I returned an M2 Max studio with 96GB RAM, unquantized llama 70B 3.1 was dog slo...

FloatArtifact · 2025-03-05T18:20:03 1741198803

It would be really cool if there was awebsite "we there yet" for reasonable offline AI.

It could track different hardware configurations and reasonably standardized benchmark performance per model. I know there's benchmarks buried in github Llama repository.

robbomacrae · 2025-03-05T19:33:32 1741203212

There seems to be a LOT of interest in such a site in the comments here. There seem to be multiple IP issues with sharing your code repo with an online service so I feel a lot of folks are waiting for the hardware to make this possible.
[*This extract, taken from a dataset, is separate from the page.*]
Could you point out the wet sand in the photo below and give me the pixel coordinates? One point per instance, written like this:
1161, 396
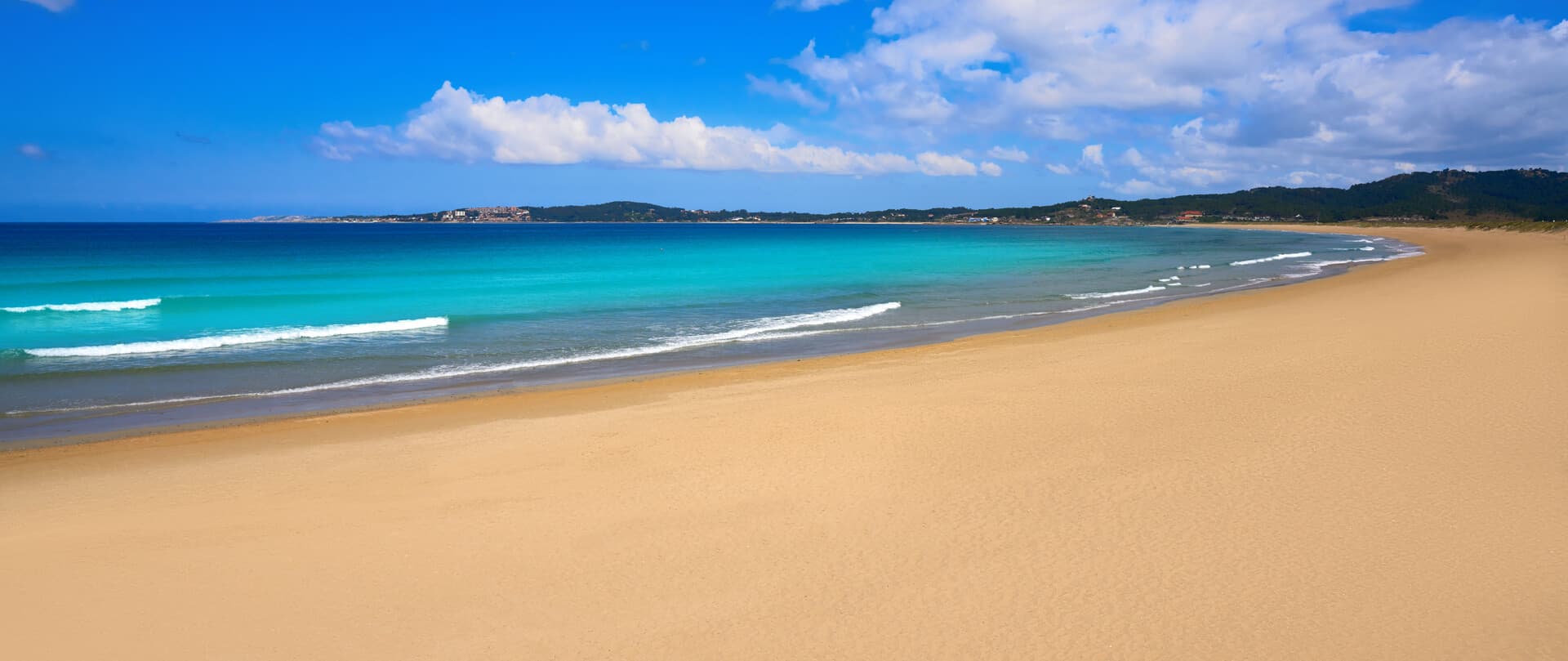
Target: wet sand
1365, 467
We need a SWE-bench for open source LLM's and for each model to have 3Dmark like benchmarks on various hardware setups.

I did find this which seems very helpful but is missing the latest models and hardware options. https://kamilstanuch.github.io/LLM-token-generation-simulato...

FloatArtifact · 2025-03-06T17:03:24 1741280604

Looks like he bases the benchmarks off of https://github.com/ggml-org/llama.cpp/discussions/4167

I get why he calls it a simulator, as it can simulate token output. It's an important aspect for evaluating use case if you need to get a sense of how much token output is relevant beyond the simple tokens per second text.